Here is the case for whisteblowing:
I would say that Bradley Manning took the same attitude I did, which was the willingness to take a personal risk in order to inform the public, in order to affect events and save lives. We’ve had a number of wars that would have been averted if we’d had a Bradley Manning, and preferably at a higher level, with access to this information. I think there wouldn’t have been an invasion and an aggression against Iraq; if people knew that this was a disastrous course, that would have averted the war if it was done before the war. Likewise, the escalation in Afghanistan was done in opposition of most of the president’s military and civilian advisers, and I think if they had brought out their own opinions to the public, preferably wtih documents, we wouldn’t have put out this extra 40,000 troops, and lives would have been saved on both sides. In both cases, we’ve benefited from memoirs and investigative journalism, such as from Bob Woodward and Sy Hersh, that shows how many people knew we were heading off a cliff, but they didn’t tell us at the time. They told Woodward or Hersh or otherwise years after it was too late to stop them. I think in almost every catastrophe you can think of—even natural ones like Hurricane Katrina—there were warnings beforehand about how inadequate the preparations were. People knew what would happen. In almost every case you look at—Fukushima in Japan would be another case—there were plenty of people able to give the warning but just didn’t do it loud enough. They may have given warnings internally, but when people were ignored, as they were in both those cases, they didn’t risk their jobs to go public….
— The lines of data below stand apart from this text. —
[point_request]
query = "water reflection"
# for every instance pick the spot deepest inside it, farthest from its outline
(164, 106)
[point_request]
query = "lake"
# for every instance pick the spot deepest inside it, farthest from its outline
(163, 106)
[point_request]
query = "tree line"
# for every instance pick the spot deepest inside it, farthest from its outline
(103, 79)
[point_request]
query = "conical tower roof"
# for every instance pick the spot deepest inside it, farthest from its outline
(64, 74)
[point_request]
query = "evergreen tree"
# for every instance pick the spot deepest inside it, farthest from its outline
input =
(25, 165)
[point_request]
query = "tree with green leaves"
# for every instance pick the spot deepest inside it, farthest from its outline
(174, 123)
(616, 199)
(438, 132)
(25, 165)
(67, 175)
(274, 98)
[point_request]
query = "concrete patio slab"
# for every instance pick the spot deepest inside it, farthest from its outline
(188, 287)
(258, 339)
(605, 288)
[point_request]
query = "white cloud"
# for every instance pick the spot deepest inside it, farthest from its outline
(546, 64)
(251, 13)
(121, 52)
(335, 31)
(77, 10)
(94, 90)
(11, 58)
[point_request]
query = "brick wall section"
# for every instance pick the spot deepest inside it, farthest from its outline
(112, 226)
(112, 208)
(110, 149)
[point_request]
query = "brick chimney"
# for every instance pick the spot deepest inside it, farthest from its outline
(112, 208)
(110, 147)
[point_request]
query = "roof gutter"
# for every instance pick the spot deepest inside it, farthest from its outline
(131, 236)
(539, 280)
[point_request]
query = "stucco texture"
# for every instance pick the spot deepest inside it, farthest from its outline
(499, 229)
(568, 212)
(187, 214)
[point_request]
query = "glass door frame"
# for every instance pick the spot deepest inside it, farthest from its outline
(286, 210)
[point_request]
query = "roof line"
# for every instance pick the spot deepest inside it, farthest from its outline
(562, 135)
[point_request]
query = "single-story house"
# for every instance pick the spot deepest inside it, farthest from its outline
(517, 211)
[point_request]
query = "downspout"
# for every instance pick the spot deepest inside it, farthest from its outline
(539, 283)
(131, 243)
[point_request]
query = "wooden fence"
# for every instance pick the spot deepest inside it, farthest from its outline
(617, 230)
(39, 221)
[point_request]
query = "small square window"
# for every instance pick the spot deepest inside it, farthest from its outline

My main point is we need more such decision-making, not less, and Obama’s efforts to assure we’ll have less truth-telling than before is frankly a death sentence to a lot of people in the world, Americans and others, because it’s a recipe for more disastrous policies like Vietnam, Iraq and Afghanistan—and I would say what are you doing in Pakistan with the drone attacks?—that are disastrous and could be averted by more truth-telling. Frankly, it will always take courage to do that, to tell a truth against the wishes of a boss—which is the essence of whistle-blowing and is always going to be risky. It doesn’t always involve imprisonment, but just the prospect of losing your clearance, your career, very often your marriage or your children’s education, your standing and your peers is enough to keep people quiet about dangers and crimes. ….
People write about this as though it’s very obscure what his motives were. He’s really very explicit in the chat logs as to what his concern was. He saw torture, atrocities, corruption at all levels, and he felt the public should have this information. You need this information to make decisions. And he was prepared to pay the price. I see the same motives I had, and I admire him—he’s a hero of mine. And I certainly haven’t heard anything since then that diminishes my feeling about it.
Obviously, there are far more important things in life than a job.